# AxiScan Example

Here we show an example of the AxiScan analysis pipeline.

## Import Code and Setup Plotting Defaults

In [None]:
# Import basics
import numpy as np
import scipy.stats
import matplotlib as mpl
import matplotlib.pyplot as plt
import pymultinest
import corner

# Plotting Settings
mpl.rcParams['figure.figsize'] = 20, 14 # default figure size
%matplotlib inline
%load_ext autoreload
%autoreload 2


# Import MC generation and data analysis code The necessary modules
from AxiScan import mc_gen # MC Generation
from AxiScan import scan # Data Analysis
import analysis_utilities as au # Convenient Utility Methods

# Step 1: Generate Monte Carlo

## Set the Parameters

First we generate Monte Carlo data for a scenario in which the majority of the dark matter is contained within a bulk halo following the Standard Halo Model parameters with a subdominant fraction contained within the Sagitarrius Stream. Although we have chosen to illustrate the analysis with a large signal strength, this can be easily adjusted. 

This is accomplished by seeding an instance (`generator`) of the Generator class in `mc_gen` with arguments detailed below.
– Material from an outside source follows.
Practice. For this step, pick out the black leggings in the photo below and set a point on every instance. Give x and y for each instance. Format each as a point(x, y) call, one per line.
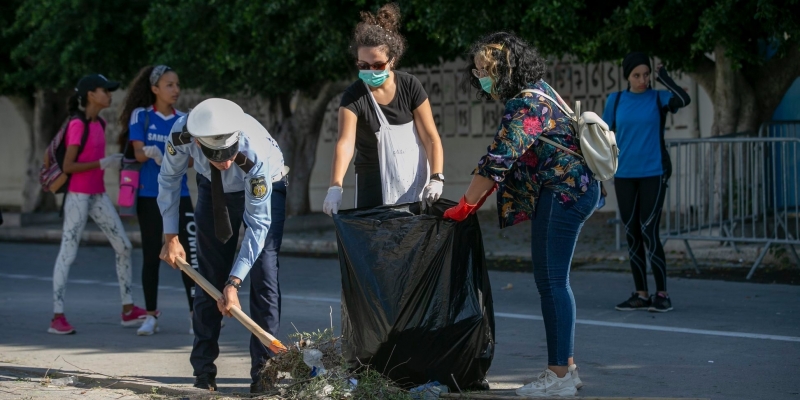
point(640, 202)
point(151, 227)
Data on the $i^\text{th}$ day of data collection is generated by calling `generator.makePSD(i)`. The arguments for the Generator class are 

| Argument | Purpose |
| ------------- | ------------- |
| ma | ma/2pi is the axion mass [Hz] |
| A | Proxy for the axion-photon coupling,  $A \propto g_{a \gamma \gamma}^2$ |
| v0_Halo | Velocity dispersion of the bulk halo [km/s] |
| vDotMag_Halo | Speed of the sun with respect to the bulk halo [km/s]|
| alpha_Halo | Bulk halo annual modulation scale, $\alpha \in [0, 1]$|
| tbar_Halo | Date parameter for the bulk halo annual modultion [days] |
| v0_Sub | Speed dispersion of the substructure halo [km/s] |
| vDotMag_Sub | Speed of the sun with respect to the substructure halo [km/s]|
| alpha_Sub | Substructure halo annual modulation scale, $\alpha \in [0, 1]$|
| tbar_Sub | $\qquad$ Date parameter for the substructure halo annual modultion [days] |
| frac_Sub | Fraction of the axion DM in the substructure |
| PSDback | Mean expected background Power Spectral Density |
| freqs | Array of frequencies to calculate the PSD at [Hz] |

The code generates data in the form of Power Spectral Densities (PSD).

In [None]:
########################
###    Seed Values   ###
########################
c = 299798.452

# Physics Parameters
ma = 5.5e5*2*np.pi
A = 500.0
PSDback= 163539.36

# Bulk SHM Parameters
v0_Halo = 220.0
vDotMag_Halo = 232.36
alpha_Halo = .49
tbar_Halo = 72.40

# Sagitarrius Stream Parameters
v0_Sub = 10.0
vDotMag_Sub = 418.815
alpha_Sub = .65903
tbar_Sub = 279.51
frac_Sub = 0.05

# Data Output Size
freqs = np.linspace(.99999, 1.00001, 500)*5.5e5
PSD_Data = np.zeros((365, len(freqs)))

collectionTime = 1/(freqs[1] - freqs[0])
stacked_per_day = 86400 / collectionTime
num_stacked = 365*stacked_per_day

# Instantiate the data generator
generator = mc_gen.Generator(ma, A, PSDback, v0_Halo, vDotMag_Halo, alpha_Halo, tbar_Halo,
                             v0_Sub, vDotMag_Sub, alpha_Sub, tbar_Sub, frac_Sub, freqs)

## Generate the Data

Here we fill the `PSD_Data` array with each day of collected data. Data is generated assuming that that the entire 24 hours is used for data collection. If the collection time $T$ as inferred from the user-defined frequency resolution in `freqs` is less than 24 hours, then the data generated for each day is constructed as $24$ hours / $T$ stacked copies of data collections of duration $T$. 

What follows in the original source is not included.